Comme toujours, la solution réside dans la diversification. Alors oui, la pierre a encore une belle réputation en sa qualité de valeur-refuge, mais la difficulté croissante à obtenir des crédits ainsi que la hausse brutale des prix de l’immobilier (multipliés par 2.5 en 20 ans – données INSEE), renforcée par la crise sanitaire qui a poussé les urbains à acquérir des logements à la campagne, rend ce choix aujourd’hui plus compliqué. Même si, l’inflation aidant, le rendement locatif moyen est passé de 4% en 2012 à presque 6% aujourd’hui.

Toutefois, c’est encore l’or et les métaux précieux qui continuent à tirer leur épingle du jeu. Traditionnellement choisi pour ses vertus anti-inflationnistes, le métal jaune n’a pas dérogé à sa réputation de relative stabilité par rapport aux autres grandes classes d’actifs, notamment par rapport au CAC40 qui a perdu près de 14% depuis le 1er janvier 2022

Même s’il n’y a pas de bon ou de mauvais moment pour acheter de l’or, il est quand même toujours plus intéressant d’en acquérir lorsque son prix est en baisse par rapport aux devises nationales, à plus forte raison en période d’inflation où tout a au contraire tendance à coûter plus cher. C’est exactement la situation que nous rencontrons en ce moment, et la période actuelle est particulièrement favorable car le cours de l’or a récemment atteint un point bas de 6 mois, à 1650 dollars l’once dans un marché qui se situe en moyenne à 1800 dollars depuis le début de l’année. 
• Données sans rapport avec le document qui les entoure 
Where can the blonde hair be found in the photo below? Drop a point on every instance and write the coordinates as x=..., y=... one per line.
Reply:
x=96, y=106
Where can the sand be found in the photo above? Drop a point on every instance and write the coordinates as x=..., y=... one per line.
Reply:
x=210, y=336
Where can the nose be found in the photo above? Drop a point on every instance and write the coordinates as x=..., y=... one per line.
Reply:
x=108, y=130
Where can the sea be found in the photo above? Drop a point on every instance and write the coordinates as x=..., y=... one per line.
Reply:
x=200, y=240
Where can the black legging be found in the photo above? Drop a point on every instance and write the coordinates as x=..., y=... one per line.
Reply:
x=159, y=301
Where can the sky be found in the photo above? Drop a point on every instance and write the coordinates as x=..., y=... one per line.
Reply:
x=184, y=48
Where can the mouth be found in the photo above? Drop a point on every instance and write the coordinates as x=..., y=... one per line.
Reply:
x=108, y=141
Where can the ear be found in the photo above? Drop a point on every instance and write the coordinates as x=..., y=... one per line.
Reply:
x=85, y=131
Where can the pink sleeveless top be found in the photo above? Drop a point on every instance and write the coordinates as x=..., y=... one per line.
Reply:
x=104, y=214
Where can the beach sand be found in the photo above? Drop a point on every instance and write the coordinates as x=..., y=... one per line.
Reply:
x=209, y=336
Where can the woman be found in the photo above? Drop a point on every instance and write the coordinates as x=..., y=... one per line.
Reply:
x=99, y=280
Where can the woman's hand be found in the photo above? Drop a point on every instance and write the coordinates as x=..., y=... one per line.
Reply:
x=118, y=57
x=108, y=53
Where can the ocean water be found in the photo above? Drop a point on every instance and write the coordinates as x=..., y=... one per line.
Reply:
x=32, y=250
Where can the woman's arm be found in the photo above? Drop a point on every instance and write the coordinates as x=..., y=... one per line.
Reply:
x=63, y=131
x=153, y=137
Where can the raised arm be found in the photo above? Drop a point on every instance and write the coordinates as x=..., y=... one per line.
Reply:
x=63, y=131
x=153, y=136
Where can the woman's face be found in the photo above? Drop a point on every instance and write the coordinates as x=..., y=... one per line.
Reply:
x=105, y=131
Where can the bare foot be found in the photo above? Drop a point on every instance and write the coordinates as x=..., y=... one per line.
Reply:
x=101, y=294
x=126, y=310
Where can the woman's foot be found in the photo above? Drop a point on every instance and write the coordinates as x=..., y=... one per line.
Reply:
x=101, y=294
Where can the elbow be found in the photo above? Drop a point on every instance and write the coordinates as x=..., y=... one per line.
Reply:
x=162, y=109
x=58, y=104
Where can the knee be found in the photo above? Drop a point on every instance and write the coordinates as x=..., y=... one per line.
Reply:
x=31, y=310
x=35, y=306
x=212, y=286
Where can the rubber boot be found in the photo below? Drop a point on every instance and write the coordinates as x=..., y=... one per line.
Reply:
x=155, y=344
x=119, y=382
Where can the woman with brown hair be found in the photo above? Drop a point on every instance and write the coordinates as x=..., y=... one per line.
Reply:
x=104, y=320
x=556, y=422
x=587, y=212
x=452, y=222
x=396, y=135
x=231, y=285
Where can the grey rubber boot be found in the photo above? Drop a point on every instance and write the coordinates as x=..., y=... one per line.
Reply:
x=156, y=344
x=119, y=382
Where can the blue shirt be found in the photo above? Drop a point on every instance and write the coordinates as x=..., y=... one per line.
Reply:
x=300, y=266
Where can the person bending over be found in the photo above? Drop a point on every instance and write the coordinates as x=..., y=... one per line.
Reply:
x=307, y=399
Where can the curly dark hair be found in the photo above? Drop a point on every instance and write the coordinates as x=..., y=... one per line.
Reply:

Acheter de l’or vous permet d’épargner en protégeant votre capital des effets délétères de l’inflation puisque l’or ne dépend d’aucun Etat, il n’est pas affecté par les politiques budgétaires, il sert même de valeur refuge aux investisseurs en cas de crise comme celles que nous traversons régulièrement depuis 15 ans. Même les banques centrales augmentent continuellement leurs stocks d’or depuis des années pour disposer d’une réserve de valeur inaltérable sur le long terme. L’or n’est pas non plus soumis à la spéculation comme les autres actifs, ce qui fait que sa valeur est uniquement liée à sa nature propre.